Los mejores recuerdos de mi etapa escolar, no obstante, fueron aquellos momentos en los que verdaderamente podía hacer lo que me gustaba. Como he dicho se me daba bien la danza y en primaria nos enseñaron algo de ballet. Las profesoras hablaron con mis padres para que pudiera recibir clases extra-escolares, pero a ellos no les pareció bien... Ocurrió lo mismo con el piano, pero su respuesta fue la misma. Su máximo afán era que al terminar las clases estuviéramos todas las hermanas en casa.
Sin embargo pude participar en el coro. Ensayábamos en las horas de recreo en el salón de actos y actuábamos en la misa, en las comuniones de alumnas y, como no, en el escenario, delante de alumnas, monjas, profesoras y padres. Me entusiasma la música y aquellos ratos eran relajantes y positivos. Cantamos desde canciones de todas las partes de España a "grandes piezas". Me gustaban especialmente “Kaixo polita” una preciosa melodía vasca y “La barraqueta”, una alegre melodía valenciana. Y sardanas, muchas sardanas (La Maria de les trenes, L’Empordá,...). Llegamos a grabar un disco en el que se nos oía intentando no asesinar demasiado el Aleluya, el Danubio azul, la Canción de cuna de Brahms, el Himno a la alegría,... Nos llamábamos Orfeón Stella Maris y aquel LP, que sepamos, sólo lo adquirieron nuestras familias. Yo lo guardo en casa como un tesoro.

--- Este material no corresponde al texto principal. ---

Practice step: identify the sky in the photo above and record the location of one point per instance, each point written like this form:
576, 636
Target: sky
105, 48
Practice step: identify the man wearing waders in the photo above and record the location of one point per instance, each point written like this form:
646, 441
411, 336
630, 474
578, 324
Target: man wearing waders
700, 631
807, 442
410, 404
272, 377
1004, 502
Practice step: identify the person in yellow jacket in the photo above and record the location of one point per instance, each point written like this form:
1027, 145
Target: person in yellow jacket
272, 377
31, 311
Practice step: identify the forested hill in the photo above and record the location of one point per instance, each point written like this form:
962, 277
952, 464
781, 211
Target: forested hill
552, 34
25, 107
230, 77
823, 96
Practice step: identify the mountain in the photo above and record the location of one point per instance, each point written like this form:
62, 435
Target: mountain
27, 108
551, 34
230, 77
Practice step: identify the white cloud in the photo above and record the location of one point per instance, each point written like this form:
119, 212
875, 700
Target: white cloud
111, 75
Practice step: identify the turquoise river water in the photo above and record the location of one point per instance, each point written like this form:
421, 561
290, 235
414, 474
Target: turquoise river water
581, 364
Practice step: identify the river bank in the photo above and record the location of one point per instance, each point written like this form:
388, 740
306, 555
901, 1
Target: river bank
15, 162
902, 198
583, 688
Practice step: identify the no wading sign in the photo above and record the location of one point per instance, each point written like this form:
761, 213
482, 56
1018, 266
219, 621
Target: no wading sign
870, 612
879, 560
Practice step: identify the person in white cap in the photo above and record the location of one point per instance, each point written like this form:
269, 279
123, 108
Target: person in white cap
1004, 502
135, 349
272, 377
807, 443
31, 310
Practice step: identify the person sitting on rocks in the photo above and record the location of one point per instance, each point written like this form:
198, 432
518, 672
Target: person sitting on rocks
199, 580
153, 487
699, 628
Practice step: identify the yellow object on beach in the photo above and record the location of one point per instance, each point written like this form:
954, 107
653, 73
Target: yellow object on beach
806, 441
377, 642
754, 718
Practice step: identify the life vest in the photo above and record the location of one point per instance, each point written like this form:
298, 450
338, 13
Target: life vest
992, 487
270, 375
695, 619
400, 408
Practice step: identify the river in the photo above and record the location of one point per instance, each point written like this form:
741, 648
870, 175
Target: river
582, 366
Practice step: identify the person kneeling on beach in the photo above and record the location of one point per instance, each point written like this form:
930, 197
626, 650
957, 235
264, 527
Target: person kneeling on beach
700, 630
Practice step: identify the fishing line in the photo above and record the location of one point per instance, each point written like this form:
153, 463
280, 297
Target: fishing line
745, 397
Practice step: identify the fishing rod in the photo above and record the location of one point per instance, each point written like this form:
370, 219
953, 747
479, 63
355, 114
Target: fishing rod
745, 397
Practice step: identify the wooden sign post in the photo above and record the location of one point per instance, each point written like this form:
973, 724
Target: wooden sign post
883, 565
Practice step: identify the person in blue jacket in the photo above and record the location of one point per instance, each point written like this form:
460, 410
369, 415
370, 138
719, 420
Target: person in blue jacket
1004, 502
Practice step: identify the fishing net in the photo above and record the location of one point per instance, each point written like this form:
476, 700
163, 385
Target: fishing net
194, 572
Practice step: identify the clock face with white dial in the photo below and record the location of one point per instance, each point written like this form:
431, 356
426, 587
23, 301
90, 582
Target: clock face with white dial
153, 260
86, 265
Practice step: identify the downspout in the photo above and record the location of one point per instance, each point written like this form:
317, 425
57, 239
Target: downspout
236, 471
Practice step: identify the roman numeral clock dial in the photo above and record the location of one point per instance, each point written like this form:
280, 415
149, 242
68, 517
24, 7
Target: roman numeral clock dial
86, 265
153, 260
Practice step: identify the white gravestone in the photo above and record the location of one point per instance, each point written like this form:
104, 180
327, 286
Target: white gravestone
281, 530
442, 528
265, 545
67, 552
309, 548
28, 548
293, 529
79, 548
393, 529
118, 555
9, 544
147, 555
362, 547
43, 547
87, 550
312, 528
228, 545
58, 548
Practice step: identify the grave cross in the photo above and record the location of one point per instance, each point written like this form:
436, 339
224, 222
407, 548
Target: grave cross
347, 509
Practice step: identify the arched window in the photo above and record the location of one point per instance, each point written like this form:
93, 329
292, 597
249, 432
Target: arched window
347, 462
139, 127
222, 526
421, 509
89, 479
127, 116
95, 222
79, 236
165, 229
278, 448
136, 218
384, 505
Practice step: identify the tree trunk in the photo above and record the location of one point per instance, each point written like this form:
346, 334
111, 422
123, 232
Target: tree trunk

Mi otra pasión era el teatro. Representábamos muchas obras, desde cuentos infantiles como Pinocho, Pluf el fantasmita o Qué encanto de chiquilla, hasta costumbristas, especialmente de los Hnos. Quintero, como El genio de ella.
Recuerdo dos anécdotas de aquella época que me hacen sonreír cada vez que las evoco: En una función, yo representaba a la madre de familia y, cuando me dí cuenta, mi vestido estaba confeccionado con la misma tela que tapizaba las sillas. Vamos, que me sentaba y me mimetizada con el decorado.
Siempre había representado papeles femeninos pero en la mencionada obra de “los Quintero”, pasé a ser un hombre de campo, rudo y divertido. Era el personaje cómico de la obra y al interpretar a este Lucio Fernández Pera, me di cuenta de que si quieres, puedes. La obra fue un éxito y mi personaje secundario, el que más aplausos se llevó.
Pero en el colegio nos quisieron mostrar que el mundo no era lo que nosotras conocíamos y, durante unos años, los sábados por la mañana acudíamos al Cotolengo. Aquello era una especie de hospital, o casa, o refugio, situado a las afueras de la ciudad, en una colina, en el que residían personas con graves dolencias psíquicas o deformaciones físicas. Eran personas abandonadas por sus familias. Nosotras nos dedicábamos a darles de comer, a leerles libros, a hablar con ellos,... A veces ayudábamos a doblar sábanas. Las primeras visitas fueron terribles. Aquello parecía la cámara de los horrores. Fue muy duro darse cuenta de lo que es la miseria, el abandono y la enfermedad. ¡Qué lejos quedaban esos conceptos de nuestras mentes! Pero ver y vivir esa “otra realidad” nos hizo caer de nuestra nube, agradecer lo que teníamos y preocuparnos más por los demás. Esta experiencia me sirvió para afrontar mi vida posterior...
Sí, en el colegio me informé, pero sobre todo me formé.